Die Kunden sind ihm treu geblieben und verzichteten lieber auf den Batteriekauf bei der Konkurrenz: Uhrmacher Dirk Kälble.

So geht es vielen Inhabern in der Kurstadt. Natürlich dominiert in der Außendarstellung das City-Outlet. Aber das macht ja doch nur ein Drittel der Läden in der Kernstadt aus. Der Rest sind inhabergeführte Geschäfte oder gastronomische Betriebe. Ja, auch beim Outlet haben einige Geschäfte seit dem Silent-Opening Ende Juni wieder geöffnet: Sigikid, Wellensteyn, Möve, Garcia und Petrol Industries. Und mit Bugatti steht am 1. September das nächste auf der Liste.

Eis in der Pizzeria

Doch auch viele Nicht-Outlet-Geschäftsleute sind wieder da oder kurz vor der Wiedereröffnung. Und andere haben findige Ideen, wie etwa Massimo Caruso vom Ristorante Serena an der Werther Straße.

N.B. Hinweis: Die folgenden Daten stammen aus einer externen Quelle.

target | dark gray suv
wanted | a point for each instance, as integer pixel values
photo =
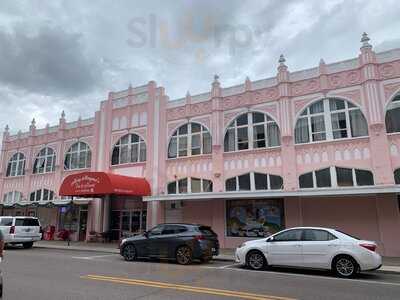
(181, 242)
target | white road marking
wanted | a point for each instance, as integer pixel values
(366, 281)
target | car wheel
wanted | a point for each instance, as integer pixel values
(345, 266)
(256, 260)
(129, 252)
(184, 255)
(27, 245)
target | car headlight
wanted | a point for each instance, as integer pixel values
(242, 245)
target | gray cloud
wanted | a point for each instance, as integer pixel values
(49, 61)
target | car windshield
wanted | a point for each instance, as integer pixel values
(5, 221)
(352, 236)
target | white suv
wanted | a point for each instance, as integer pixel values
(21, 230)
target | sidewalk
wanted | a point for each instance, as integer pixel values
(390, 264)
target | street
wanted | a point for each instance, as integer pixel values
(45, 274)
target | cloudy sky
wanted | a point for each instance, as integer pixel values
(67, 55)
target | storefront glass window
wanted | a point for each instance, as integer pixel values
(254, 218)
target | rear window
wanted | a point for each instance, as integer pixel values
(26, 222)
(352, 236)
(207, 230)
(6, 222)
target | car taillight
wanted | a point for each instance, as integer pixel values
(199, 237)
(370, 247)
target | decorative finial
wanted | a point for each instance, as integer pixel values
(282, 60)
(365, 40)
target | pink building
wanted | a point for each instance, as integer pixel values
(318, 147)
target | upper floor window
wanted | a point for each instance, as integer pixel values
(336, 177)
(251, 130)
(190, 185)
(254, 181)
(330, 119)
(189, 139)
(130, 148)
(42, 195)
(12, 197)
(397, 176)
(392, 119)
(78, 156)
(16, 165)
(45, 161)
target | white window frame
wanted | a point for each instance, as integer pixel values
(50, 192)
(11, 197)
(79, 152)
(252, 182)
(46, 156)
(141, 143)
(188, 136)
(327, 114)
(19, 161)
(189, 185)
(250, 131)
(334, 183)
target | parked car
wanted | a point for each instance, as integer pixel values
(181, 242)
(311, 247)
(21, 230)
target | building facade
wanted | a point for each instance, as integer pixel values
(318, 147)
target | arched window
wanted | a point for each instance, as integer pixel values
(12, 197)
(42, 195)
(251, 130)
(78, 156)
(130, 148)
(45, 161)
(189, 139)
(190, 185)
(392, 119)
(330, 119)
(254, 181)
(397, 176)
(16, 165)
(336, 177)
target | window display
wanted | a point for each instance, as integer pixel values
(254, 218)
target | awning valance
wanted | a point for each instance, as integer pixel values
(91, 184)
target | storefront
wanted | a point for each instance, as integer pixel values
(118, 199)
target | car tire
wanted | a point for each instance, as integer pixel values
(184, 255)
(27, 245)
(345, 266)
(129, 252)
(255, 260)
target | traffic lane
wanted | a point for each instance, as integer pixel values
(45, 265)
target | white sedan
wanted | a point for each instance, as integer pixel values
(311, 247)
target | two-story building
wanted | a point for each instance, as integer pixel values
(318, 147)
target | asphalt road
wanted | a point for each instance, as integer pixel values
(42, 274)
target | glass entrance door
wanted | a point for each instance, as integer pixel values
(125, 223)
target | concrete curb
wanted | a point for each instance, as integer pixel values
(384, 269)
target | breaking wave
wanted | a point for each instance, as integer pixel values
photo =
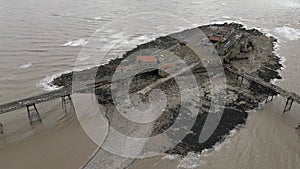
(287, 33)
(25, 66)
(79, 42)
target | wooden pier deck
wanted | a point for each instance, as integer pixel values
(273, 89)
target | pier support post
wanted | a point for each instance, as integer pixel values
(1, 128)
(288, 104)
(65, 100)
(33, 113)
(270, 94)
(237, 79)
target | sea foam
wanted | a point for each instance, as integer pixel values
(24, 66)
(287, 33)
(79, 42)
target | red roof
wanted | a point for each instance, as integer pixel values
(214, 38)
(148, 59)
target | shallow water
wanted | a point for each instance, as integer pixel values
(42, 38)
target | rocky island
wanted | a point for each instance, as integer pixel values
(238, 48)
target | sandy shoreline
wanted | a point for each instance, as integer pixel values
(65, 146)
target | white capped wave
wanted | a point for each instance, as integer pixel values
(79, 42)
(291, 4)
(171, 157)
(98, 18)
(287, 33)
(226, 17)
(24, 66)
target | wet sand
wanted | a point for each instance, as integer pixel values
(261, 139)
(269, 139)
(64, 146)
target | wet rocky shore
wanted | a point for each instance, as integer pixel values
(248, 50)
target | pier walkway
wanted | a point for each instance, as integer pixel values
(65, 93)
(273, 89)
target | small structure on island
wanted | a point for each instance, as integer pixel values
(147, 60)
(167, 68)
(214, 39)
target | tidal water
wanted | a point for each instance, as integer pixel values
(40, 39)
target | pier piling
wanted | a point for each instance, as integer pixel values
(33, 113)
(288, 104)
(1, 128)
(65, 100)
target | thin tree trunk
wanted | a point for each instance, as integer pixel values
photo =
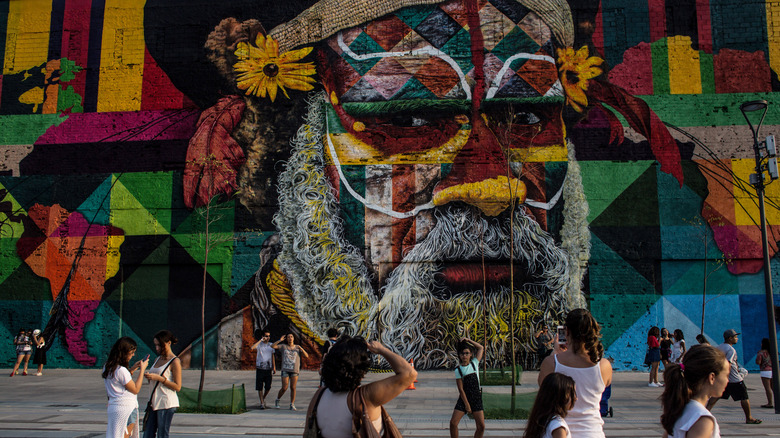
(203, 311)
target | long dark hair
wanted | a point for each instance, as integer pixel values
(164, 336)
(118, 356)
(585, 334)
(555, 397)
(682, 382)
(345, 364)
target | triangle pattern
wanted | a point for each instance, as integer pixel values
(629, 347)
(130, 215)
(604, 181)
(98, 203)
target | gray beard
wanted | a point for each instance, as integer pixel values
(414, 314)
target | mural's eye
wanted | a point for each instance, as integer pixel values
(408, 121)
(525, 118)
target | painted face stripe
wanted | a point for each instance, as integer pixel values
(75, 39)
(429, 51)
(93, 56)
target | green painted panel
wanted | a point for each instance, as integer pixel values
(659, 51)
(25, 129)
(604, 181)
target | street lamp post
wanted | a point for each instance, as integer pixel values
(757, 181)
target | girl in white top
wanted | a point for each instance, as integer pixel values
(581, 358)
(343, 369)
(556, 397)
(122, 390)
(703, 373)
(164, 398)
(678, 348)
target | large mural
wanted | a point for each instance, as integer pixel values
(407, 170)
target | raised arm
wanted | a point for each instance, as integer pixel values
(382, 391)
(480, 348)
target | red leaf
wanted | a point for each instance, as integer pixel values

Eine Wiedereröffnung plant er für Oktober/November. Bis dahin hat er seine Pizzeria zur Mini-Eisdiele umfunktioniert. „Es gibt im Moment ja keine in der Innenstadt“, erklärt er. Deshalb hat er einen guten Zulauf.

Wiedereröffnet ist der Lauin Barber Shop in der Marktstraße (l.). Ein Ladylike-Geschäft ist nun auch in der Werther Straße zu finden.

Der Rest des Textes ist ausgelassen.